Davy, Hermann, MO on Sat, 15th Feb 2014 12:01 pm
@rock, yea agreed! The US despite all the bashing is not going away economically, politically, and militarily. It will decline relatively within the context of a global multicultural world but no more. If it collapses so does the global system
Rock is right about oil and the markets. When you have a global market like oil there is no need to overdo the national strategy. Especially with the complexities of the product, refining, and transport. It is best to allow comparative advantage to work. I will say, we need to watch market distortions that will bite us in the ass later. When you drop sources because you think you have plenty at home you might wake up one day scrambling to get sources if your exuberance was not grounded in reality.

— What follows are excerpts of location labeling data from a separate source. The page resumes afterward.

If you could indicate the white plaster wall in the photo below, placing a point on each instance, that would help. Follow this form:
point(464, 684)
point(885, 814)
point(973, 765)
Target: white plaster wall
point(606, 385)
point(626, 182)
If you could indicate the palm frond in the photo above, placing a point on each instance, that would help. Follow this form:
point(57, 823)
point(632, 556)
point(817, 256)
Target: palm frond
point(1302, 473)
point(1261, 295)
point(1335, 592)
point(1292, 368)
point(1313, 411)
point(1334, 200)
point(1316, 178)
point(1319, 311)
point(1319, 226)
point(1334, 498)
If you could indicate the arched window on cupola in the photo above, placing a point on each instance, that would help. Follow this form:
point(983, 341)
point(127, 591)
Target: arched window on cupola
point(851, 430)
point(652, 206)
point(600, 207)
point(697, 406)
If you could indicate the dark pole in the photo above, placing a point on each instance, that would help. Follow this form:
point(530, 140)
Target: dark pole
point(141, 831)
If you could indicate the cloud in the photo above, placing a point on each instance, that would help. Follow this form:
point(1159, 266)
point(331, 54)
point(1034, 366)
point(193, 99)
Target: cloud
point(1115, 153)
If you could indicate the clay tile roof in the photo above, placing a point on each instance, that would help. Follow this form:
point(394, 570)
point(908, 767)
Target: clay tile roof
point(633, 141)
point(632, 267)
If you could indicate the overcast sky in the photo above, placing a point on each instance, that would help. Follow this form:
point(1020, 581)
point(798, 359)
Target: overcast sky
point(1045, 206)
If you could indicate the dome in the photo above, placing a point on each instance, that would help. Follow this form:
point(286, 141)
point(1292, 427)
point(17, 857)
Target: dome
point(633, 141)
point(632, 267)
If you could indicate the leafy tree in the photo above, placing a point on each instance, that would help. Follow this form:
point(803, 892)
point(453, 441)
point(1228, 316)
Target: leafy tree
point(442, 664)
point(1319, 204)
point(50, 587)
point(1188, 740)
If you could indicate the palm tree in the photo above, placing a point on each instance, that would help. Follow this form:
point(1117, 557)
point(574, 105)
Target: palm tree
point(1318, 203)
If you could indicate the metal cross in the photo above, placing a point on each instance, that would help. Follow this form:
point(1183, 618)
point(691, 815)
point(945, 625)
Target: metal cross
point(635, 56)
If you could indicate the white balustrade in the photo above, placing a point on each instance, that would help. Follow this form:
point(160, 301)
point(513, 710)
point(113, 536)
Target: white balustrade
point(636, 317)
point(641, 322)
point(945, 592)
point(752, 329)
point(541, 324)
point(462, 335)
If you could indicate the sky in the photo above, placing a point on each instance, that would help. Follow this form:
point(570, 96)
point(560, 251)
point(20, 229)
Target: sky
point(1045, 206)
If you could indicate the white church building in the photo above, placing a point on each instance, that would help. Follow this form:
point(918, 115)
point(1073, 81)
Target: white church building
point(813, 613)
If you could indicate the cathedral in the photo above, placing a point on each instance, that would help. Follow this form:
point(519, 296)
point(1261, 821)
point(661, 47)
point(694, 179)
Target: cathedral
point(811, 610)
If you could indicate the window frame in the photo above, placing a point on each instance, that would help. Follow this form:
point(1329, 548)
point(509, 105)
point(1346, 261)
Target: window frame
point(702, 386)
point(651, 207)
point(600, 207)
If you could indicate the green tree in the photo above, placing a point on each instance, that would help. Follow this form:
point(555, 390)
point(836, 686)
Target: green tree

rockman on Sat, 15th Feb 2014 3:06 pm
Davy – And what may drive home the inconsistency of a “don’t export our oil” attitude is if México, our second largest oil import source, decides in the future to follow the US lead and ban their oil exports. Probably won’t go down exactly like that but in a round about way. Like letting China access what the US has always taken for granted. Also some folks don’t realize we net as much benefit from Mexican imports as the numbers might indict. We export refined products back to them worth about 25% of the value of their oil exports.
And what will US attitudes be one day when Canada starts restricting it’s oil exports to the US in order to meet their own domestic demand? Or even worse: they start sending large volumes of “our” oil to China et al? LOL.
ted on Sat, 15th Feb 2014 3:35 pm
Interesting point Rock, haven’t we lost a lot of contracts with S.A because China has stepped in and bought them? The problem I see when U.S tite fields stop producing and we have to go back to the open market to buy oil. Oh well by then China will be in a full blown civil war and we will be in our depression…because people here will have realized we have no economy.